Dalam Melahirkan Pebulutangkis Elite Dunia, Diperlukan Sinergi Antara Pelatnas dan Klub

Program Director Djarum Foundation, Yoppy Rosimin saat memberikan sambutan.
Program Director Djarum Foundation, Yoppy Rosimin saat memberikan sambutan.
Nasional ‐ Created by Bimo Tegar

Jakarta | Sebelum menjadi bintang yang besar, peran klub bulutangkis tentunya sangat krusial dalam menjaring dan membina bibit-bibit potensial dari tingkat dasar. Program Director Djarum Foundation, Yoppy Rosimin mengatakan, untuk mencetak atlet berprestasi, setiap klub memerlukan perjuangan yang hebat, tidak mudah dan tidak sebentar. Banyak proses yang mesti dilalui agar terlahirnya pebulutangkis kelas dunia.

“Untuk menembus persaingan elite dunia perlu effort khusus. Selain bakat atlet sendiri, ada pendukung yang lain. Itu yang pasti dirasakan semua klub,” kata Yoppy Rosimin dalam diskusi daring bertema Perjuangan Klub dalam Melahirkan Pahlawan Bulutangkis Indonesia, dilansir Jawapos.com.

Semenara itu, hal serupa juga dituturkan Ketua Harian PB Jaya Raya Jakarta, Imelda Wigoena. Menurut Imelda, supaya bisa mencetak atlet yang berprestasi, waktu sepuluh tahun saja dirasa singkat. “Itu belum tentu jadi juga. Setelah atlet direkrut, harus dijaga dengan baik. Itu perlu biaya dan pengorbanan yang tidak sedikit.

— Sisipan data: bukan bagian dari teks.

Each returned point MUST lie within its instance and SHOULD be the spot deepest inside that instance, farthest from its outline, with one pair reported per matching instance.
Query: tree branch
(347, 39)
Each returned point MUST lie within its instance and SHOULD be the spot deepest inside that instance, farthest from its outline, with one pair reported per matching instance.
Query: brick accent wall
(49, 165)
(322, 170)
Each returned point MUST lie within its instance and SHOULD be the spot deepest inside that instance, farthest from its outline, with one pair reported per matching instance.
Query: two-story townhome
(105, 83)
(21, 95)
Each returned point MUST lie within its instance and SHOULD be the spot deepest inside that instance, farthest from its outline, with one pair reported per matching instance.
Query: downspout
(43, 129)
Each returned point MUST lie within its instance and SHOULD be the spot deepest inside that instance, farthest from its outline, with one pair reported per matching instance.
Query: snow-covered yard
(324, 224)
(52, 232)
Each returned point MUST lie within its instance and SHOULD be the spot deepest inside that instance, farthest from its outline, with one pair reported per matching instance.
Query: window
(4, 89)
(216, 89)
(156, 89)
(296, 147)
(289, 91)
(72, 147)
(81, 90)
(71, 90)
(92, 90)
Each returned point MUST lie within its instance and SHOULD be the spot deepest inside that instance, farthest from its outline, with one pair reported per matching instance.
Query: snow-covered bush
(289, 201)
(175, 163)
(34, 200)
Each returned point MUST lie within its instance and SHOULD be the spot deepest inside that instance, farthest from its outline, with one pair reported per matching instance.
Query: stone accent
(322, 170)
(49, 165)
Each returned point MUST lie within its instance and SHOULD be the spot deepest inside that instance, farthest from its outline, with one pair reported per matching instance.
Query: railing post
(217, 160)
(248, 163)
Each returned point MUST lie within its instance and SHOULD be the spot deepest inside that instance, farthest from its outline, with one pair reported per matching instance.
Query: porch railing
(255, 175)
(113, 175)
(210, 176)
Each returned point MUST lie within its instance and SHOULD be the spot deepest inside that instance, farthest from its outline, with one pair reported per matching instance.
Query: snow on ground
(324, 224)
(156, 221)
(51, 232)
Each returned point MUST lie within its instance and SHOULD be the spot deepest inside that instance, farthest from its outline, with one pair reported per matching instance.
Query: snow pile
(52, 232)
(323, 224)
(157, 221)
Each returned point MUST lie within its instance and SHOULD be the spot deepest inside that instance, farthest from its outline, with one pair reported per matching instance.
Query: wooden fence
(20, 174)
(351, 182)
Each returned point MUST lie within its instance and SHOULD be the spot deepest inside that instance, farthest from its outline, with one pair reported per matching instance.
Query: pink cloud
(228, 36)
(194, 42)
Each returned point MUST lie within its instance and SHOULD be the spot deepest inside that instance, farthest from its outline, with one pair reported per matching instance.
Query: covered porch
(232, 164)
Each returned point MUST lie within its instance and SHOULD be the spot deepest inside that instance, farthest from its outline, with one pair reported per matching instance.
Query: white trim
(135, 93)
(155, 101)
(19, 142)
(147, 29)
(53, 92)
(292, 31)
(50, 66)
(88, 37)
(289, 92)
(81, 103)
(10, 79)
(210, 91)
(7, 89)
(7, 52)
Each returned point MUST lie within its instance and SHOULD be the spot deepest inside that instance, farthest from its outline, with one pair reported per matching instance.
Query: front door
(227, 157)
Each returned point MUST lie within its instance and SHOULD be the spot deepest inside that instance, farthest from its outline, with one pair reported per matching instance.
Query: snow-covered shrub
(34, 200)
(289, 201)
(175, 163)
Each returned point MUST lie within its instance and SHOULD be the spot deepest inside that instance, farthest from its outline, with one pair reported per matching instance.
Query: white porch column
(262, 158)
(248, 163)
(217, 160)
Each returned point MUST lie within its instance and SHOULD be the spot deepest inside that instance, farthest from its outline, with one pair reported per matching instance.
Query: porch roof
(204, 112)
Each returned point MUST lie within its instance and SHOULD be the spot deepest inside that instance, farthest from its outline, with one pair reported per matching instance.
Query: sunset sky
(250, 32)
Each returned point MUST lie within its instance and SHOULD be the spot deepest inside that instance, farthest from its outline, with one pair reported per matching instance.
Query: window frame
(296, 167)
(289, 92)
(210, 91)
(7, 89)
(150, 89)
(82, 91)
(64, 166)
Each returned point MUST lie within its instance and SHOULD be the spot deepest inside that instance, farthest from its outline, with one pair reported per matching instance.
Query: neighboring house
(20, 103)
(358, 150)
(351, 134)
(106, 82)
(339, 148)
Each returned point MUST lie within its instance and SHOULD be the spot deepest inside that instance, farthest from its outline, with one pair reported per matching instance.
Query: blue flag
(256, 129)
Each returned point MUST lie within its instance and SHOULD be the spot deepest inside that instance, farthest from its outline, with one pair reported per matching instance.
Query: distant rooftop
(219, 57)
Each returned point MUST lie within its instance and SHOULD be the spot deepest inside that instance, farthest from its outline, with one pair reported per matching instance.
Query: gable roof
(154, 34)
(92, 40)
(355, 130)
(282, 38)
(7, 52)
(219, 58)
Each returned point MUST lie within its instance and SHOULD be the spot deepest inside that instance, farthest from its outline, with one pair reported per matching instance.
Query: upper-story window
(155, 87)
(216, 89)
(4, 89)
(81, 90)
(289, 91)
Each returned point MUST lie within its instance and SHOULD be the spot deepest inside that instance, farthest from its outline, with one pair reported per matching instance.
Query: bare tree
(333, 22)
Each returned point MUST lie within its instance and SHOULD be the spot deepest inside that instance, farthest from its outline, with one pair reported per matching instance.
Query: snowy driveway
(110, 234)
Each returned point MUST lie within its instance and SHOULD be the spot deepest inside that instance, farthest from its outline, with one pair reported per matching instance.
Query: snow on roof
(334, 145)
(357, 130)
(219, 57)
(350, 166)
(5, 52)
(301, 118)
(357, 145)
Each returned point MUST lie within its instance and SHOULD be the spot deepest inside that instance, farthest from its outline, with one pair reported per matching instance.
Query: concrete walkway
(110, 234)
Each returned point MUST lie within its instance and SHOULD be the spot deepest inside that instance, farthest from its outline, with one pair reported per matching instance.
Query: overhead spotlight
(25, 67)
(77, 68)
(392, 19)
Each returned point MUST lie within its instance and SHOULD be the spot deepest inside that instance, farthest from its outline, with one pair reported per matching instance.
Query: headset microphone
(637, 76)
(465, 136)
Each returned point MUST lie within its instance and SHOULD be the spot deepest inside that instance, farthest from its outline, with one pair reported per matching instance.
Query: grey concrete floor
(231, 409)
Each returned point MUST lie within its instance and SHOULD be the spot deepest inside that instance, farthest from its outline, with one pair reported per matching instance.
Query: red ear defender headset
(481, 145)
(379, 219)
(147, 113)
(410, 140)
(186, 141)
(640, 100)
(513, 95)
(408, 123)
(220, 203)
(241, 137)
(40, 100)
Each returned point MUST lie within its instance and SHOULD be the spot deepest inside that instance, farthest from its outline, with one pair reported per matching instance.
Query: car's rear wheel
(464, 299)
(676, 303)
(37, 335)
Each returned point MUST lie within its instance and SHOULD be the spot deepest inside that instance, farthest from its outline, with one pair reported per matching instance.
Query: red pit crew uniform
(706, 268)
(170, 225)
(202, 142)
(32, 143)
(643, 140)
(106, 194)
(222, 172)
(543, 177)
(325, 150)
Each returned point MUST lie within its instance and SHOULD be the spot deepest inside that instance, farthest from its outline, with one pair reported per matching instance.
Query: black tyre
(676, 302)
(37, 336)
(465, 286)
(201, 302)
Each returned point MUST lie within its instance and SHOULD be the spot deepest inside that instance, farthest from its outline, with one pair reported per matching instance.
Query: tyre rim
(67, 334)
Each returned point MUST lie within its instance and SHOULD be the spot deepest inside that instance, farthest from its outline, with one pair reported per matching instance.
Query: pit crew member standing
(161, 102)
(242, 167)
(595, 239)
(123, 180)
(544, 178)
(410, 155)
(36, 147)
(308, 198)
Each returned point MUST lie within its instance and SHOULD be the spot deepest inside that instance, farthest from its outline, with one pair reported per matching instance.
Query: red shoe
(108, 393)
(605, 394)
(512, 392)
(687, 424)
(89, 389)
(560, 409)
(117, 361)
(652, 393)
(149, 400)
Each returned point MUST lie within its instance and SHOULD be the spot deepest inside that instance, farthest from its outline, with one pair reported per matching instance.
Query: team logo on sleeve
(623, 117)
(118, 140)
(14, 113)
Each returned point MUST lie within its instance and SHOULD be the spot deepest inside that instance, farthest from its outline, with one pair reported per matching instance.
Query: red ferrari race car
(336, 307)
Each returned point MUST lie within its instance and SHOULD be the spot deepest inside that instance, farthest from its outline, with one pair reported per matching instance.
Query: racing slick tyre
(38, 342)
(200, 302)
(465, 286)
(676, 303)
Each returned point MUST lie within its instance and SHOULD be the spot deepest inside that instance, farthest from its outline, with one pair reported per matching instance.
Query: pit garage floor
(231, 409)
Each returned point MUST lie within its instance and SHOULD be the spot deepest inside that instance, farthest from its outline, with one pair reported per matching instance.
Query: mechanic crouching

Kemudian harus sering diturunkan dalam pertandingan,” ujar Imelda.

Di Indonesia, PBSI akan menjaring atlet-atlet potensial dari setiap klub yang ada di sejumlah daerah untuk kemudian diberikan kesempatan masuk ke pemusatan latihan nasional (pelatnas). Mulai dari tingkat pratama hingga utama. Dari situlah, mereka mulai bersaing untuk jadi yang terbaik di level dunia.

Tapi sebelum ke sana, setiap klub itu harus membekali atlet-atletnya. Bila masuk pelatnas, nantinya atlet tersebut tidak lagi ditangani klub mereka, melainkan langsung dibawah arahan dan program dari pelatnas PBSI. Untuk itu, sangat diperlukan sinergi antara klub dan pelatnas. Bagaimanapun, klub sudah membina atlet sejak usia dini. Klub juga lebih mengatahui karakter dari atlet itu sendiri.

“Alangkah baiknya seandainya ada pertemuan akrab antara pelatih pelatnas dan klub. Karena yang tahu karakter atlet sejak kecil dari pelatih klub. Dengan begitu, bisa membangun sinergi yang baik dan intens,” tuturnya.

Menanggapi hal tersebut, Yoppy juga lantas sependapat dengan Imelda. Dalam pemilihan pelatih pelatnas, dia menaruh respek apa pun pilihan federasi, dalam hal ini PBSI. Sebab, siapapun yang dipilih pasti terbaik. Umumnya, para pelatih tersebut memang saling kenal atau memang dari mantan pemain.

“Dalam hal ini, pelatnas perlu track record. Itu bisa didapat dari kontak ke klub. Kalau ada pertemuan resmi, menurut saya, itu lebih bagus. Ada catatannya. Selama ini hanya dilakukan secara individual,” imbuh Yoppy.